Reconsideration of Honey Bunches of Oats false advertising claims denied

A court found that consumers failed to show why a reasonable consumer would believe Honey Bunches of Oats was sweetened primarily by honey.

In a memorandum opinion and order, a court denied consumers’ motion for reconsideration of their claims that Post Consumer Brands, LLC used deceptive packaging and advertising that led consumers to believe that Honey Bunches of Oats was sweetened primarily by honey. The court found that emphasizing the imagery of bees and honey on a product that contained honey and tasted like honey, was not deceptive (Lima v. Post Consumer Brands, LLC, October 2, 2019, Burroughs, A.).

Labeling. Two consumers purchased Honey Bunches of Oats with Almonds under the belief that the cereal was sweetened exclusively or primarily with honey. The consumers relied on television commercials and the product branding and packaging that emphasized the presence of honey. The consumers claimed that the packaging and marketing led them to expect that honey was a prominent ingredient. The consumers did not look at the ingredient list, which disclosed that honey is the cereal’s fifth most prominent sweetener. The consumers filed a putative class action against Post, alleging that the advertising and packaging of Honey Bunches of Oats was deceptive. Post filed a motion to dismiss and the court granted the motion (see Health Law Daily, Aug. 16, 2019). The consumers then filed a motion for reconsideration.

Consumer protection claims. The consumers argued that whether Post’s packaging was ambiguous was a determination of law that should not have been made at the motion to dismiss stage. They further argued that the issue of whether the consumers were reasonable to think that honey was the predominant sweetener should have been left to the jury. The court noted that it did not consider the factual matter of whether the consumers were misled by the packaging, but instead considered whether the allegations made it plausible that on a full factual record, a factfinder could reasonably regard the label as having the capacity to mislead.

The consumers further argued that they should not have had the burden of pleading why they concluded that honey was a sweetener, as opposed to a flavor.
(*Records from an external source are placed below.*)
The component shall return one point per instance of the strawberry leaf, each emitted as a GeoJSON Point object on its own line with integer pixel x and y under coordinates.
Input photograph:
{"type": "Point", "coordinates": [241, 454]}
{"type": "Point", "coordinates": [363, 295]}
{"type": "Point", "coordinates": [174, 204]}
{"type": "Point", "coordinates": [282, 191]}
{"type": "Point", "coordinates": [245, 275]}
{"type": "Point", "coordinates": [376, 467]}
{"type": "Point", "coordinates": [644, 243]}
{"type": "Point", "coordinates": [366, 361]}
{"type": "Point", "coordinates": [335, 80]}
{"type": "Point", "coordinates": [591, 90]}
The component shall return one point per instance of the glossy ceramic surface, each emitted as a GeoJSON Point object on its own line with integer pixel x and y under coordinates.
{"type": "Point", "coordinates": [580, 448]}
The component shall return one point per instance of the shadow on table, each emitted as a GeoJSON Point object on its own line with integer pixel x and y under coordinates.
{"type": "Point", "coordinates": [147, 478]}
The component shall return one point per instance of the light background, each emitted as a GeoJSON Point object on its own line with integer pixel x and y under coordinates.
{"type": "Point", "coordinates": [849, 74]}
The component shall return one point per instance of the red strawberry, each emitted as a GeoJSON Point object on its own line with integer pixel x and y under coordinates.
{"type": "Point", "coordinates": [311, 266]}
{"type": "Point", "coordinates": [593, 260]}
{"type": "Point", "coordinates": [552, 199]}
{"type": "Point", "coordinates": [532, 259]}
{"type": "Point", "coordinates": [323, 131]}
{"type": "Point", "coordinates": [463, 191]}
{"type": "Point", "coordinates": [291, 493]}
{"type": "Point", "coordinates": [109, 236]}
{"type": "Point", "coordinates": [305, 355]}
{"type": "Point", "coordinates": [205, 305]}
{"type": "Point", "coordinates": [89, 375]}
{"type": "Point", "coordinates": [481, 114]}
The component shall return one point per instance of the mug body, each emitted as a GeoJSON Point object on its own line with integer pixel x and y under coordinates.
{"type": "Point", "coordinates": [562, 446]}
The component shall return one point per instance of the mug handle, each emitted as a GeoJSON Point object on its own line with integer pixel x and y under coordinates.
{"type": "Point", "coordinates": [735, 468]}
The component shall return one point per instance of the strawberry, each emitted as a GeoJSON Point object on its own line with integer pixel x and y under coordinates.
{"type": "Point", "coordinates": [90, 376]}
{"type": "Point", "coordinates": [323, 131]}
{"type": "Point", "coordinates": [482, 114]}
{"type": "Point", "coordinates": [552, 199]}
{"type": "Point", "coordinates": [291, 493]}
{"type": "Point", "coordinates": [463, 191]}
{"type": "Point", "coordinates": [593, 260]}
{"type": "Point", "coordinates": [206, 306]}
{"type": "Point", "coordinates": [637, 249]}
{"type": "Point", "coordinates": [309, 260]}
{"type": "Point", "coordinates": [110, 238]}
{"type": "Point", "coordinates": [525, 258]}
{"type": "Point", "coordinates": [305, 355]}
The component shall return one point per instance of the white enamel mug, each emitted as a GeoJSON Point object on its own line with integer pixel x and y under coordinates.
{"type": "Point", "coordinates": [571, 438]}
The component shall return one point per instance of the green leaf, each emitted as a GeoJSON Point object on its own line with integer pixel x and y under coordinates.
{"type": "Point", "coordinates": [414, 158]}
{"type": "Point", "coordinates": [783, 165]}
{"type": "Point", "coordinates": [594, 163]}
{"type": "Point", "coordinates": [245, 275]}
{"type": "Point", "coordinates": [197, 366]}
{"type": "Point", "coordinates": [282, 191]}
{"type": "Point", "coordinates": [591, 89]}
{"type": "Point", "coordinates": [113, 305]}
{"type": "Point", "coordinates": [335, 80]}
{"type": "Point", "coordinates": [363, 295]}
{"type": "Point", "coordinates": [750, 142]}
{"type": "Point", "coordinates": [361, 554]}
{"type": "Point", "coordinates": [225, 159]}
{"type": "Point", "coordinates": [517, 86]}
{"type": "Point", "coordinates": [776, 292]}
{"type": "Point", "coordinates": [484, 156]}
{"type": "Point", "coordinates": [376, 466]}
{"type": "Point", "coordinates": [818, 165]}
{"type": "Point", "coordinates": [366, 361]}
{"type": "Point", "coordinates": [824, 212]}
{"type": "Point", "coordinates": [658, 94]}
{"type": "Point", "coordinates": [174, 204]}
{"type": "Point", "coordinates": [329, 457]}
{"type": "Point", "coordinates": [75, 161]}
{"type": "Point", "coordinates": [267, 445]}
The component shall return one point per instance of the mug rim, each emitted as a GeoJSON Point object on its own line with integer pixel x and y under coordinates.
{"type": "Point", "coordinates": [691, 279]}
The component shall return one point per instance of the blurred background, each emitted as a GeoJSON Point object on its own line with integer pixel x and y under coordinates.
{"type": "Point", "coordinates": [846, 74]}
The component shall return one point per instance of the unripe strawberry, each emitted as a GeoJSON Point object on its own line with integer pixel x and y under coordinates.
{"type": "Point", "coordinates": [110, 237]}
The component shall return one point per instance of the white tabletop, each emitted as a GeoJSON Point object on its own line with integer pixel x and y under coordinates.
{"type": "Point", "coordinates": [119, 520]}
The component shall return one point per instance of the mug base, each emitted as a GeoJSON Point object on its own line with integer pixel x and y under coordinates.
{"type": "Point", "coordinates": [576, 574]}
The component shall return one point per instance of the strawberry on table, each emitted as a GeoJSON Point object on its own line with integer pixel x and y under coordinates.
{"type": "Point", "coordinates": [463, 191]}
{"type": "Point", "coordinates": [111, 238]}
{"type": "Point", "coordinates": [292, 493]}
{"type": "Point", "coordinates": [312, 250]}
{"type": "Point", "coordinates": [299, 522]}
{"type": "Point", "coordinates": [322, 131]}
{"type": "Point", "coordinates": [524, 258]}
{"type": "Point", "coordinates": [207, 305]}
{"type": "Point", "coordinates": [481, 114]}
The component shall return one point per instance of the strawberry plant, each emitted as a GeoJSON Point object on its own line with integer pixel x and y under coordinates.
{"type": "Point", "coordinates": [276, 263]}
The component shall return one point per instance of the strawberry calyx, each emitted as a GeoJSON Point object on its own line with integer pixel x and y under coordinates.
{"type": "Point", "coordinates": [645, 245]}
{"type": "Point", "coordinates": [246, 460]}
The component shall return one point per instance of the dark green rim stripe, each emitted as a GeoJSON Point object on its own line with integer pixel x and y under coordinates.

The court held that it was permissible for Post to use the images of honey and bees because honey was a characterizing flavor and the cereal included honey as an ingredient. Had the cereal not contained honey, then Post would have been required to include sufficient cautionary language explaining that it was naturally or artificially flavored. Because the cereal did contain honey, the burden shifted to the consumers to plead why the packaging and marketing would lead a consumer to believe that the cereal was not only honey flavored and contained honey, but also that honey was the primary sweetener. The consumers failed to plead why they believed honey was a sweetener and not only a flavor.

Express warranty claims. The consumers argued that the court failed to consider that an express warranty can be created through the packaging’s words and images. The court noted that it was explicit in its analysis of the use of the Honey Bunches of Oats brand name and the imagery on the packaging to determine whether Post made an express warranty. The court held that the consumer failed to demonstrate that the court’s analysis depended on a misinterpretation of law.

Request for leave to replead. The consumers asked the court to give them leave to amend to include a survey the consumers conducted relating to consumer impression of the packaging at issue. The consumer pointed to their opposition to the motion to dismiss, which contained a request that “if the Court believes any aspect of Post’s motion should be granted for a reason that has not previously been subject of amendment, Plaintiffs request leave to amend.” The court cited the circuit court in finding that “a passing request for contingent leave to file an amended complaint, made in opposition to a motion to dismiss, is insufficient, in and of itself, to bring a post-judgement motion for reconsideration within the orbit” of the requirement that courts freely give leave to amend.